You don't have to tell the Tinker family that things happen. A year ago next week, a massive tornado engulfed Tuscaloosa and took the lives of 53 people, including Carson Tinker's girlfriend, Ashley Harrison.

Carson and Ashley had been huddled in a closet in his house when the storm picked them up and flung them into a nearby field. The physical injuries that Carson suffered -- a concussion, a deep gash on his right ankle, a detached ligament in his right wrist -- paled before the loss of the woman he expected to marry.

Carson Tinker bounced back, his faith in God stronger than ever.

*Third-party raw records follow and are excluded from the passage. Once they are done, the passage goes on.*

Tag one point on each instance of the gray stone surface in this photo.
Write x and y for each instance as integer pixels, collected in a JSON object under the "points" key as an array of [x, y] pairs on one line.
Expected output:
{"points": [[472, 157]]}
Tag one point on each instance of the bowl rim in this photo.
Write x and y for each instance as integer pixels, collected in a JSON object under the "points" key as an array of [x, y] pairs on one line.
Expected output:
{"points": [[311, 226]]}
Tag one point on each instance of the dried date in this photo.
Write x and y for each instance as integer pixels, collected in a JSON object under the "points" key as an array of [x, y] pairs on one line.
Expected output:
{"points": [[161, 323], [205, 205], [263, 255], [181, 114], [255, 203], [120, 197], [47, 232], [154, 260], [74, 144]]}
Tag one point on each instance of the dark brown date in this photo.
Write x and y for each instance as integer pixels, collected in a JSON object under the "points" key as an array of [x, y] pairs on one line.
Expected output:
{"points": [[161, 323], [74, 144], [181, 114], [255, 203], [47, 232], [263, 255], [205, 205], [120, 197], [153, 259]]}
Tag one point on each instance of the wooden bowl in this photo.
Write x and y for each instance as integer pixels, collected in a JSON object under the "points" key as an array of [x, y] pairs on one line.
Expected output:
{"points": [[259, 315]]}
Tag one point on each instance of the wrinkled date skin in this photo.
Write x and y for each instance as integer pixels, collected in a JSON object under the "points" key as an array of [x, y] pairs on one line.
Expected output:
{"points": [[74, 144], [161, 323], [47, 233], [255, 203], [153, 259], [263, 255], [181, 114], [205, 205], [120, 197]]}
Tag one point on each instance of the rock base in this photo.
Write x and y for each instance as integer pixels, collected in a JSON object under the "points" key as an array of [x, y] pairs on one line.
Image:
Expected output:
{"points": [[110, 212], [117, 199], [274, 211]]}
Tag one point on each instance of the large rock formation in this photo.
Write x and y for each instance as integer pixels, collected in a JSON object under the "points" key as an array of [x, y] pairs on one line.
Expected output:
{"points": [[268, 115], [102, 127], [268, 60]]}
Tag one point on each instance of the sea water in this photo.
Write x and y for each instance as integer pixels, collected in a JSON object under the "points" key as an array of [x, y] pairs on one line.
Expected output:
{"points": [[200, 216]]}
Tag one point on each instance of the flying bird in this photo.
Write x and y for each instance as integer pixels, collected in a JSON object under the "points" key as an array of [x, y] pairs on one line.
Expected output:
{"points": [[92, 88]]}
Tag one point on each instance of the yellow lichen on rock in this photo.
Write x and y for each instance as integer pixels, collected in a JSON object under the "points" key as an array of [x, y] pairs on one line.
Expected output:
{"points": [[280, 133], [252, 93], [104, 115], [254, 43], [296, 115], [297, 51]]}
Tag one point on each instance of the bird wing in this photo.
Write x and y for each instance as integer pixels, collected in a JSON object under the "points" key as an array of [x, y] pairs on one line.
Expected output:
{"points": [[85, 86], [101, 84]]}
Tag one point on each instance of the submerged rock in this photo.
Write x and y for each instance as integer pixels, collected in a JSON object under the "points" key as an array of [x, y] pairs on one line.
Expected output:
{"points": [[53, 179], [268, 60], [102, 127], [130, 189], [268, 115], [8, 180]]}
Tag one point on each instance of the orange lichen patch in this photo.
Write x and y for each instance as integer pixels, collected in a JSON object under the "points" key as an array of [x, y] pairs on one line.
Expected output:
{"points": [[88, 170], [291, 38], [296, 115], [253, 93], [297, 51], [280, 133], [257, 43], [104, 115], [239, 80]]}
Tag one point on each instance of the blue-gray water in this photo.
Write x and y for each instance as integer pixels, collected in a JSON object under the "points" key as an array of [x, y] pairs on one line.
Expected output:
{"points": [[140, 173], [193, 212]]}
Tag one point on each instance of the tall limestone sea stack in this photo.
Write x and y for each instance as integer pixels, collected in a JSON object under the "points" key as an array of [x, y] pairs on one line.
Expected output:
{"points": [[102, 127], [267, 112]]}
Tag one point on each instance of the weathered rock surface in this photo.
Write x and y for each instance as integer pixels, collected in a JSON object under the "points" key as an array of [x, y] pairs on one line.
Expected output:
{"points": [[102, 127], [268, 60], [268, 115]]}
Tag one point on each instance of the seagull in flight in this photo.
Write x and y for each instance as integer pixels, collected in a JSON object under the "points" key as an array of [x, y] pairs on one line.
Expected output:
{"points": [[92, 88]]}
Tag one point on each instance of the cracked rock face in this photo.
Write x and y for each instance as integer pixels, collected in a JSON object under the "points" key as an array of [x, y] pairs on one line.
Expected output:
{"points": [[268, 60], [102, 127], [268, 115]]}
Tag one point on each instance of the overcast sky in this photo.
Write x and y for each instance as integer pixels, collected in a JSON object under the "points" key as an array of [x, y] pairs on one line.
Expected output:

And in the course of a year when his son suffered a low so deep and reveled in the high of winning the BCS Championship, Carleton Tinker found it easy to gain the proper perspective.

"One of the things that we said," Carleton Tinker said, referring to life after the tornado, "is that we were really going to take everything in and enjoy all of it, the good and the bad. That's what you do. Take it and go with it, because in the grand scheme of things, even Coach Saban said that, it's a glass trophy and you can replace it."

Saban spoke with Carson Tinker on Monday.

"[Saban] said, 'Look, he didn't mean to do it. Nobody was hurt. We'll get another one,' " Carleton Tinker said. "That kind of makes you feel better."

Carleton Tinker is worried that fans will blame his son. Carson Tinker is worried that fans will ostracize his father. Perhaps Alabama fans, who have been known to misapply their passion, will stop and think.

In the meantime, the new trophy already has been ordered.

"I told them, 'If you want to put me on the payroll, I can come down and work weekends. We'll work something out,' " Carleton Tinker said.

The athletic department declined his offer.

"Insurance," Carleton Tinker said, "is a good thing."